Bu dönemde İslam kültür ve medeniyetinin etkisiyle hem günlük dilde hem de edebî ve öğretici metinlerde Arapça ve Farsça kelimeler kullanılmaya başlanmış, Uygur alfabesinin yerini süreç içinde Arap alfabesi almıştır. Bu dönemde oluşturulan eserlerin en önemlileri şunlardır:
Kutadgu Bilig: Kutadgu Bilig (mutluluk veren bilgi), İslam Uygarlığı Çevresinde Gelişen Türk Edebiyatı Döneminde oluşturulan ilk eserdir.
Yusuf Has Hâcip, Balasagun’da yazmaya başladığı “Kutadgu Bilig“i 1070 yılında Kaşgar’da tamamlamış ve Karahanlı hükümdarlarından Tabgaç Uluğ Buğra Karahan‘a sunmuştur.
Mesnevi nazım biçimiyle oluşturulan bu metinde adalet, mutluluk, akıf ve kanaati temsil eden dört kişinin konuşmalarına ve eylemlerine yer verilerek aslında dünyada ve ahiret hayatında mutluluğa ulaşılması için yapılması gerekenler anlatılmıştır. Metinde, devlet adamlarında bulunması gereken nitelikler ve devlet yönetimde uyulması gereken kurallar hakkında çeşitli bilgiler verilmiş, olay örgüsü bu doğrultuda geliştirilmiştir.
Divânü Lûgâti’t-Türk: Türk dilinin ilk sözlüğü olan Divânü Lûgâti’t-Türk, 1072-1074 yıllan arasında Kaşgarlı Mahmut tarafından Araplara Türkçe öğretmek amacıyla kaleme alınmıştır.
Ansiklopedik niteliği ağır basan bir sözlük olan “Divânü Lûgâti’t-Türk“te, Türkçe kelimelerin Arapça karşılıklarının verilmesiyle yetinilmemiş, bu kelimelerin cümle içindeki kullanılışlarına da örnekler verilmiştir.
Sözlükte gerek madde başı kelimelerde gerekse de bazı kelimelerin açıklamalarında çeşitli özel adlara (yer adları, Türk boylarının adları, Türk tarih ve mitolojisiyle ilgili önemli kişilerin adları) yer verilerek bunlarla ilgili geniş açıklamalar yapılmış; ayrıca Türk diliyle ilgili önemli kurallar, Türkçedeki ses değişimleri ve lehçe farklılıkları hakkında önemli bilgiler verilmiştir.

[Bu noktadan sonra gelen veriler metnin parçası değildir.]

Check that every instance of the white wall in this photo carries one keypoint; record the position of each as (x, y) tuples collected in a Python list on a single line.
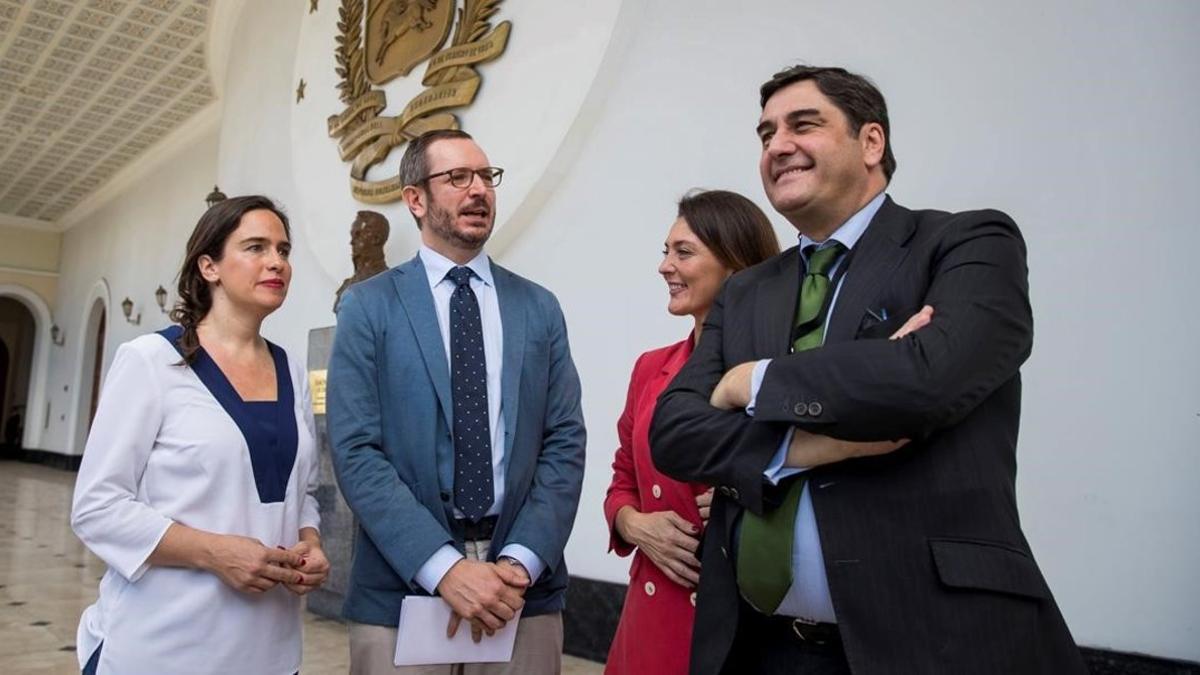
[(1074, 117), (135, 243)]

Divân-ı Hikmet: Divân-ı Hikmet, Hoca Ahmet Yesevî‘nin “hikmet” adı verilen din ve tasavvuf temalı şiirlerinin toplandığı eserdir. Ahmet Yesevî’nin “hikmet’leri İslam Uygarlığı Çevresinde Gelişen Türk Edebiyatı nazım türlerinden olan “ilahi“nin ilk örnekleri kabul edilebilir. Buradan hareketle Ahmet Yesevî’nin de “dinî-tasavvufi halk şiiri”nin kurucusu olduğu söylenebilir.
Atebetü‘l-Hakâyık: Edip Ahmet Yüknekî tarafından 12. yüzyılın başlarında yazılan Atebetü’l-Hakâyık (Hakikatlerin Eşiği), dinî ve tasavvufi temaların ele alındığı manzum bir eserdir.